The number of bus passengers in city regions outside London could be up to 30% lower than before the pandemic – a “similar magnitude” to the direct impact which COVID-19 itself has had on demand - if the Government does not extend its financial support for the bus.
That is the stark finding of a new report by consultants Steer for the Urban Transport Group, the network of city region transport authorities.
Government’s financial support for the bus (in England outside the capital), which has allowed transport authorities and bus operators to keep services running, is due to expire on 5 April.
The report - Continuing COVID Funding Support for Urban Public Transport – warns that bus patronage in the metropolitan areas could fall to 70% of pre-Covid levels within a year of funding ending (March 2023) due to a combination of service reductions, higher fares and changing travel habits.
Pre-pandemic, 901 million bus trips were made in city regions outside London (the metropolitan areas).
The report also projects that over a quarter (26%) of bus services could be lost without further funding.
It states: “Once Government Covid-related financial support ceases at the end of March, operators will be faced with a position where their revenues are below pre-pandemic levels and their operating costs are similar, if not greater, than they were pre-pandemic. This position will not be financially sustainable. Bus operators are likely to respond by cutting services and increasing fares. This would lead to further decline in bus patronage.”
The report recommends that to stop any further decline, Government financial support should be extended for at least another year.
It models two funding scenarios for the metropolitan areas over the next year which would support the restoration of bus patronage. These suggests that:
- £245 million would be needed to maintain bus patronage at 85% of pre-pandemic levels
- £450 million would be needed for bus patronage get closer to pre-pandemic levels (95%)
Given that the Government’s support for urban public transport since the start of the pandemic has averaged at around £1 billion per year, the level of support needed to stop further decline after the current funding expires would be less than the level of support provided previously.
The report concludes: “Investing now in revenue support to maintain patronage has the potential to be more cost effective than paying later to invest in capital schemes intended to try and get that demand back. Further financial support would also create the opportunity for Government to reform its approach to supporting public transport funding such this is used to the best effect... It would allow time for there to be a debate about how in the medium to long term, the public sector supports public transport provision with the goal of levelling-up and decarbonising the country’s transport network and supporting wider economic, social and environmental policy goals.”
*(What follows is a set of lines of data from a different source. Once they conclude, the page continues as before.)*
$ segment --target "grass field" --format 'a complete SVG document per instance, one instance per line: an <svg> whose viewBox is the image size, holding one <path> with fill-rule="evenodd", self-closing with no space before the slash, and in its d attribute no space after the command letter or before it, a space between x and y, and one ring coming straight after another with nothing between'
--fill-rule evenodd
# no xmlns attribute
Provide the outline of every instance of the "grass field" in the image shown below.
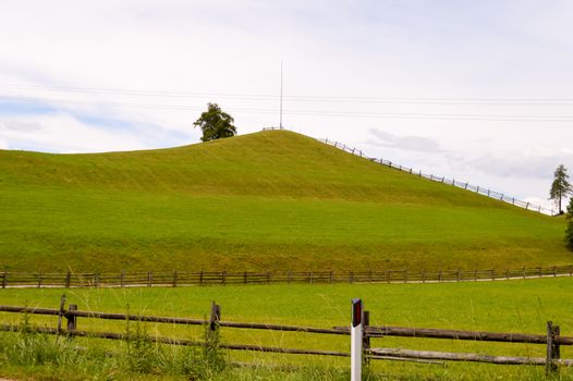
<svg viewBox="0 0 573 381"><path fill-rule="evenodd" d="M563 335L573 334L573 279L542 279L452 284L380 284L380 285L269 285L182 288L102 288L69 290L69 303L80 309L202 318L208 314L210 302L222 306L222 319L286 323L315 327L348 325L350 300L363 297L370 310L373 324L425 327L442 329L488 330L498 332L545 332L552 320ZM39 307L59 304L62 290L3 290L0 303ZM17 321L16 315L1 315L3 322ZM33 317L39 324L56 324L54 318ZM78 329L122 332L124 322L78 320ZM196 339L200 328L178 328L169 324L147 324L150 334ZM295 348L349 351L349 339L303 333L258 332L222 329L223 342L261 344ZM97 342L97 341L95 341ZM94 342L90 342L94 343ZM97 342L102 347L109 346ZM92 344L90 344L92 345ZM373 346L413 349L467 352L492 355L545 356L544 345L475 343L450 340L386 337L373 340ZM308 367L322 368L320 374L334 372L331 379L345 379L348 359L286 355L230 354L231 359L261 366L255 371L236 370L228 379L305 379ZM562 348L562 357L573 358L573 351ZM265 365L303 367L286 373L267 371ZM338 370L337 370L338 369ZM310 369L312 370L312 369ZM381 379L538 379L542 368L448 364L447 366L377 361L373 370ZM22 372L12 369L11 372ZM54 370L56 371L56 370ZM337 373L338 372L338 373ZM4 372L4 374L8 374ZM301 376L302 374L302 376ZM562 370L562 379L573 379ZM330 378L325 378L325 380Z"/></svg>
<svg viewBox="0 0 573 381"><path fill-rule="evenodd" d="M573 262L565 224L289 132L162 150L0 150L13 271L475 269ZM510 266L511 265L511 266Z"/></svg>

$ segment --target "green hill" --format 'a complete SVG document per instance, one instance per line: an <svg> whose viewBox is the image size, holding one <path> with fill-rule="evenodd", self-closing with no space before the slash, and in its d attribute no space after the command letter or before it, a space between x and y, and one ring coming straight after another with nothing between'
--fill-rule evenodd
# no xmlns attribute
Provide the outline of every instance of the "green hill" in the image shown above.
<svg viewBox="0 0 573 381"><path fill-rule="evenodd" d="M563 231L562 219L290 132L132 152L0 150L10 270L504 269L572 262Z"/></svg>

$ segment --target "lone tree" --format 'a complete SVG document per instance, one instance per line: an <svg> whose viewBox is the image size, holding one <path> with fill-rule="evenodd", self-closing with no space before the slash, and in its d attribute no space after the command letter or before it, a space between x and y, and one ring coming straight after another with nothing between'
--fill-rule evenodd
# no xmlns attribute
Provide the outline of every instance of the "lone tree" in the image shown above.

Laura Shoaf, Chair of the Urban Transport Group, and Chief Executive at West Midlands Combined Authority, said:
“We are standing on the precipice of a huge reduction in bus services, which could deal a devastating blow to passengers who rely upon them. Once public transport patronage is lost, it is very hard to get back, and we are facing a vicious circle of decline whereby reduced bus networks lead to services being less attractive or buses simply not being available, which forces operators to raise fares, further reducing passenger numbers.
“As the modelling in this report shows, there is a solution to stemming the decline in bus patronage, which is for Government to extend its current financial support beyond March. Only this action will secure vital bus services which are under threat, allow patronage to recover, and ensure that the bus can contribute to Government’s aspirations around levelling-up and decarbonisation.”
The report also addresses light rail. Patronage on light systems has been reduced by the pandemic and these systems are also currently reliant upon Government financial support which expires at the end of March. While the report does not undertake detailed assessment of the impact of the pandemic on future light rail patronage, it expects that, like bus, by this summer patronage will still be less than pre-pandemic levels – though this will vary from system to system.
The report recommends “further bespoke arrangements” are put in place for each of the country’s light rail schemes, with financial support to continue for another year.